Anti-alcohol provisions introduced under the Northern Territory intervention have copped a stern dressing down from a Territory magistrate in a recent grog-running case.

For some time, Crikey has been aware that several NT Magistrates have been less than pleased that their sentencing options with regard to grog-running — particularly for serious and repeat offenders — have been seriously compromised by the supposedly tougher regime instituted under the Northern Territory National Emergency Response by Howard minister Mal Brough and maintained by current incumbent Jenny Macklin.

Three weeks ago defendant Marie Nudjulu stood before court at the troubled community of Wadeye charged with several “prescribed area” alcohol offences.

According to evidence documented in the transcript of proceedings against Nudjulu:

… the defendant’s vehicle was stopped by police … the search of the vehicle apprehended nine bottles of spirits and 29 unopened 375 ml of cans of Victoria Beer on the floor at the defendant’s feet.

When asked who owned the unopened 29 cans of 375ml of beer the defendant replied, “The VB is mine, I bought it for myself”.

Nudjulu had previous convictions for possession of alcohol contrary to the Liquor Act and was subject to a suspended sentence. This meant that, in ordinary circumstances under the previous regime, she would be a prime candidate for a custodial sentence.

But, as Magistrate Melanie Little told the court:

… this just demonstrates how this legislation is not completely — look at this lady’s record, it’s inevitable she would have gone to jail for this offence, absolutely inevitable, $2200 maximum penalty now. I wonder — I don’t understand Canberra, it just totally bewilders me …

Look at the record, look at it. How many, look, one, two — this is now her fourth bring liquor and she was on a suspended sentence. I wonder — it just — it seems to have accelerated and the message is out, isn’t it, there’s absolutely no deterrence any more.

And in sentencing Nudjulu, Magistrate Little made her views on the practical effects of the NTNER Act modifications to the NT Liquor Act clear as possible:

We used to call them restricted areas and the penalties were very significant, Ms Nudjulu, and as I mentioned had they been — under the old penalties and old regime you would be looking at a period of imprisonment today. The maximum penalty today is $2200 and I take that into account … This offence is not punishable by imprisonment so it’s not a breaching offence. I take into account that this now the fourth bring liquor, plus you’ve got other offences on your record. So it’s clear to me that you’re not taking any notice whatsoever of the rules, Ms Nudjulu.

The primary anti-grog measures introduced by minister Brough were contained in section 12 of the NTNER Act — which replaced the previous regime in section 75 of the NT’s Liquor Act of offences and penalties relating to “restricted areas” with a regime relating to “prescribed areas”. Brough’s “prescribed areas” expanded the area subject to the alcohol bans by several orders of magnitude to include all Aboriginal freehold land in the NT — about 42% of the Territory landmass.

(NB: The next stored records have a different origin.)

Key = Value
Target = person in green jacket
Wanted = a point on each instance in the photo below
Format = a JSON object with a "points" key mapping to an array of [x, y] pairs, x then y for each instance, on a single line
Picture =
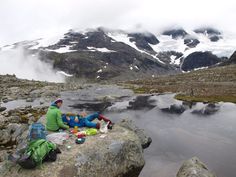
{"points": [[53, 117]]}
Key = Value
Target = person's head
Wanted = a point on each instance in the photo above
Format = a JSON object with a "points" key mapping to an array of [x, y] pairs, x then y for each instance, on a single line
{"points": [[58, 102], [83, 114]]}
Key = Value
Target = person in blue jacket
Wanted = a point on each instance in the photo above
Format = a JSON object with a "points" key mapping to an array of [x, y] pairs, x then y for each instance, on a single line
{"points": [[84, 120]]}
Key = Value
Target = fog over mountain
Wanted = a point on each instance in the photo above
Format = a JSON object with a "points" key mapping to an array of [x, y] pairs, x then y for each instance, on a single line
{"points": [[28, 20]]}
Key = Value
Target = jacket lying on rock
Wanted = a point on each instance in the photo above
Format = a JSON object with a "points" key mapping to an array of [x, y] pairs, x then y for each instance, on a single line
{"points": [[54, 119]]}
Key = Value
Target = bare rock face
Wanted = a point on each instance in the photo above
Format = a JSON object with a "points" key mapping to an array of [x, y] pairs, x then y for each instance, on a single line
{"points": [[194, 168]]}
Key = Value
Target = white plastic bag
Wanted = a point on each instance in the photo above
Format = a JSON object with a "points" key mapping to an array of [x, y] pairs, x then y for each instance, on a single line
{"points": [[104, 128], [58, 138]]}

Before September 2007 a prison sentence was available as a sentencing option for a Magistrate dealing with a person convicted of a basic “restricted area” offence under the Liquor Act — an option increasingly attractive in respect of repeat or particularly serious offenders.

Since then, under the “prescribed area” provisions of the NTNER-modified Liquor Act, the maximum penalty available is a fine.

A prison sentence can now only be imposed for an aggravated version of the basic offence that relates to “transporting” more than 1350 millilitres of pure alcohol with the intention to supply.

The pre-existing NT legislation, at section 124A, always allowed (and still does) for police officers to state or “aver” that seized grog was alcohol. But there is no equivalent averment provision in the NTNER Act in respect of the 1350 millilitres of pure alcohol situation.

The consequence of this is that if police seize enough grog to trigger an aggravated offence and charge accordingly, they will have to chemically analyse each item if the defendant opts to take the case to a hearing.

Crikey understands that the NT police forensic lab in Darwin is not geared to conducting such testing, and would have to send the seized alcohol interstate for testing.

The practical result of this snafu is that the vast majority of charges — including those that would clearly be classed as aggravated “grog-running” offences — are now processed by the courts as basic “prescribed area” offences, and the only sentencing option is a fine.

Canberra — weak as piss on grog and grog runners in the NT.